1

I have a given dataset with 1000 observations and 10 columns. Data can be found here. Every column represents a categorical variable with differing numbers of factor levels and are defined as such. Data is imported from csv like this:

raw_data <-read.csv2(directory+name.csv,colClasses=c(rep('factor',10)),na.strings=c(""))

R correctly imports the data and using str(raw_data) shows how many factor levels each variable has. Perfect so far.

enter image description here

I then take a random sample of 100 obervations from this data and save them to a new dataframe.

comp_data <- raw_data [sample(1:nrow(raw_data), 100), ]

The problem that now arises is, that while sampling it may happen that not a single observation with a specific factorlevel has been drawn.
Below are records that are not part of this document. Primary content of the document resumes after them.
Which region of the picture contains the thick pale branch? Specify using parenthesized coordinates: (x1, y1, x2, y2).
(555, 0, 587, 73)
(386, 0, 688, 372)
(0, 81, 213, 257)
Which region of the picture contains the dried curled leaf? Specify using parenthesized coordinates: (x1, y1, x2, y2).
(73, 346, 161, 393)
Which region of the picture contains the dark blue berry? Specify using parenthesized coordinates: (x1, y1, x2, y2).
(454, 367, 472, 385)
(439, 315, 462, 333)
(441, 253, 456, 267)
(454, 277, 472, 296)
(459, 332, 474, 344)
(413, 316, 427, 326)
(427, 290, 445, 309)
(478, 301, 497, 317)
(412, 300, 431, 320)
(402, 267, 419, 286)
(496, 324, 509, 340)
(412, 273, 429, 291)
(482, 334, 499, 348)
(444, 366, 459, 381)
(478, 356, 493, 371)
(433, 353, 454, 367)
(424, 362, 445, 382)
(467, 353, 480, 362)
Let´s say Education has 5 factor levels in the complete dataset (raw_data). Only 76 of the 1000 individuals have a "Partial Highschool" as Education. So it´s reasonable to assume, that sometimes during sampling not a single of those 76 observation will get drawn. In the sampled dataset (comp_data) there are now only 4 levels present in the data. But str(comp_data) shows that there are still 5 factorlevels. The number of factors has not been updated even though in reality there now only 4 levels and not 5.

I need a way to automatically update the number of factorlevels after sampling.

The issue later on is that I calculate Contingency Coefficients and CRAMER´s V between pairs of variables. Those functions give back an NA when the above described happens.

Thanks for the help. Kevin

Kevin
  • 47
  • 6

2 Answers2

1

The problem is, that R can't know which levels the factors are supposed to have without providing the information. To solve this, create a levels list with the element names corresponding to the variable names of the data. You can apply it to each version of the data to be downloaded.

lev.lst <- list(Marital.Status=c("Married", "Single", "Divorced", 'Widowed'),
                Gender=c("Female", "Male"), 
                Children=as.character(1:10), 
                Education=c("Partial High School", "High School", "Partial College", "Bachelors", "Masters", "Graduate Degree"), 
                Occupation=c("Skilled Manual", "Clerical", "Professional", "Manual", "Management"), 
                Home.Owner=c("Yes", "No"), 
                Cars=as.character(1:5), 
                Commute.Distance=c("0-1 Miles", "1-2 Miles", "2-5 Miles", "5-10 Miles", "10+ Miles"), 
                Region=c("Europe", "Pacific", "North America", "Asia", "Africa"), 
                Purchased.Bike=c("No", "Yes"))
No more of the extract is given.